The government’s consolidation strategy aims to create larger banks that can compete with both domestic and international financial institutions. Following the mergers, SBI currently has a 22% market share among all banks, and PNB, the second-largest public-sector bank, has a market share of roughly 8%.
With the merger of Punjab National Bank, United Bank of India, and Oriental Bank of Commerce, the country’s second-largest nationalized bank in terms of revenue and branch network will be created. The resulting synergy will yield a next-generation bank that is competitive on a global scale.
Objectives of PSB Amalgamation
The Government of India announced the mergers with the following objectives:
- Increase operational effectiveness to reduce financing costs
- Establishment of banks with a significant national presence and global reach
- Unlocking potential through mergers and the development of new banks
- Repositioning PSBs in order to create a $5 trillion economy
- Increased ability to take on more credit and risk
- Improvement in delivery of services
RBI’s Financial Stability Report
The combined PSBs’ total assets account for almost 90% of all PSB assets. As a result, under the same reasoning, the following data analysis of all PSBs can be treated equivalently for the combined PSBs.
The following data is extracted from RBI’s financial stability report published in January, 2021
- All banks’ credit growth (year over year), which had fallen to 5.7% by March 2020, fell even lower to 5.0% by September 2020. Credit growth for PSBs accelerated from 3.0% in March 2020 to 4.6% in September 2020.
- Precautionary savings fueled the other business component, or deposit growth, of all banks, which grew at a robust 10.3% (y-o-y). One of the highest growth rates over the past five years was 9.6% for PSBs.
- In terms of earnings, PSBs’ net interest income (NII) increased at a significantly faster pace of 16.2% in September 2020 compared to March 2020 (13.0%).
- In September 2020, Net Interest Margin (NIM) increased. However, the rise of other operating income (OOI), which was 29.2% in March 2020, fell to 1.2%.
- PSBs’ earnings before taxes and provisions (EBPT) increased by 17.6%. Return on assets (RoA) and return on equity (RoE) both increased significantly, with PSBs’ return to positive RoE after four years of sub-zero and near-zero levels being particularly remarkable.
- As a result, profit parameters for the combined PSBs in FY21 showed a markedly hopeful growth.
In addition to providing a bank with additional capital to work with in terms of making loans and investments, an acquisition or merger also aids in the growth of the bank’s geographic reach, allowing it to serve a bigger customer base.
Major M&A transactions have taken place in the Indian banking industry recently, and as a result, a number of international players have emerged. Recent studies demonstrate that there are reliable predictions of increases in the profitability of Indian banks in the near future. However, a dramatic increase in the volume of these mergers and acquisitions has led to an unprecedented growth in market-level bank concentration, which could have an effect on the competitiveness of the banking industry.

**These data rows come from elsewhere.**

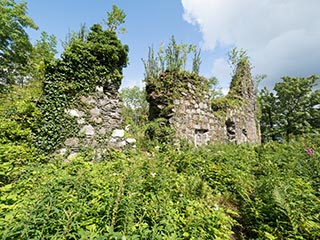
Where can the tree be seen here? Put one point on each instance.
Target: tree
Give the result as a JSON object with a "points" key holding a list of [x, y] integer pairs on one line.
{"points": [[135, 105], [292, 109], [43, 52], [115, 19], [15, 46]]}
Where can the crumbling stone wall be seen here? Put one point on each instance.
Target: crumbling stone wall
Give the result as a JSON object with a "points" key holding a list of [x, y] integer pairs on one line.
{"points": [[195, 118], [100, 122]]}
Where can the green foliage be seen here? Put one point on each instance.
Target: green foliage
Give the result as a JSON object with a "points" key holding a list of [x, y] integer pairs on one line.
{"points": [[135, 106], [44, 51], [291, 110], [15, 46], [17, 113], [235, 56], [172, 59], [115, 19], [138, 199], [218, 192], [90, 59]]}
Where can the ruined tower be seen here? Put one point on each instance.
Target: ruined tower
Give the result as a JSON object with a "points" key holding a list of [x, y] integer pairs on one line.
{"points": [[183, 101]]}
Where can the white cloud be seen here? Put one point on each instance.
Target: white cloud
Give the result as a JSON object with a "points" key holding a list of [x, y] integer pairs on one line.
{"points": [[281, 36]]}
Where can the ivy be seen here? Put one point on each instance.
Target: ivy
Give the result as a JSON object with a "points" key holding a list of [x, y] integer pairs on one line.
{"points": [[93, 58]]}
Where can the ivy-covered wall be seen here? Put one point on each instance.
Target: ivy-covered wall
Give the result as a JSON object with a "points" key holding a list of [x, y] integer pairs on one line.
{"points": [[80, 105]]}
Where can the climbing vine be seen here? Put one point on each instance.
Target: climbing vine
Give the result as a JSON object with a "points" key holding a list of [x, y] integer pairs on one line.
{"points": [[91, 58]]}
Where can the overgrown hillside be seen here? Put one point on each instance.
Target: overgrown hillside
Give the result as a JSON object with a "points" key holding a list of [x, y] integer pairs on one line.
{"points": [[156, 188], [218, 192]]}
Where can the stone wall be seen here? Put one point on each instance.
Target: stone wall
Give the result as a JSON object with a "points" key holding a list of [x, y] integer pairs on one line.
{"points": [[194, 118], [100, 122]]}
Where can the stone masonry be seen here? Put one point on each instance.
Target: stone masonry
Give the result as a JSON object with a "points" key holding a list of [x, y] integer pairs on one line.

Mergers do appear to be a solution because the country’s nonperforming assets (NPAs) and bad loans have adversely affected its reputation abroad. However, the government should constantly monitor anti-competitive mergers and abuses of power in the banking industry. The Government currently needs to enact stringent legislations pertaining to mergers in both PSBs and private banking organizations.